I do not think the random stall errors are to do with your flex repair. More likely due to something that got changed during the repair. Did you abuse the flat ribbon wire that connects to the carriage? Different random errors occur when that ribbon gets damaged. Is the top of the flex clearing the top cover of the machine?

robboz4
12-15-2013, 06:02 PM
I replaced the ribbon cable a while back along with a new Z chuck. The new one looks fine, but I'll double check it when I do the maintenance checks.

Thanks

robboz4
12-15-2013, 06:07 PM
I suggested that to LHR support when I saw the state of the flex shaft. It looked like a badly cut sheath and very little glue on the holder. Need more QA perhaps? Or something changed in the manufacturing process. I've seen things like this happen in my previous jobs. A small insignificant change is made without really doing a full analysis and all of a sudden you have 1000+ defective parts out and need a recall. But if there is only two of us, it just might be a hiccup :-)

Thanks
Dave

gapdev
12-16-2013, 03:02 PM
But if there is only two of us

I think if you took a poll of ALL users, not just the ones that read these Forums, you would find that quite a few of us have had this happen.

I've had a brand new machine blow a Flex Shaft on its first use and I've had brand new Flex Shafts blow up.

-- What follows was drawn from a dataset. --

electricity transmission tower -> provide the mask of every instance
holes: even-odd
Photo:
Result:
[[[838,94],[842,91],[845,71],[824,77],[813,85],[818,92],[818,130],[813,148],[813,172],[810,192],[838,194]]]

I'm not happy about the Zero Day warranty on these (not even sure if that is legal), but that's the way it is and nothing I can do to change it, so I have a stock of Flex Shafts to draw from when needed.

Also, I always clean and lube brand new shafts. I even clean the sheaths out with a Rifle Cleaner and you wouldn't believe the crud that comes out of new sheaths.

Kenny

CarverJerry
12-16-2013, 09:26 PM
Thanks Bergerud, thought I'd be safe rather than sorry.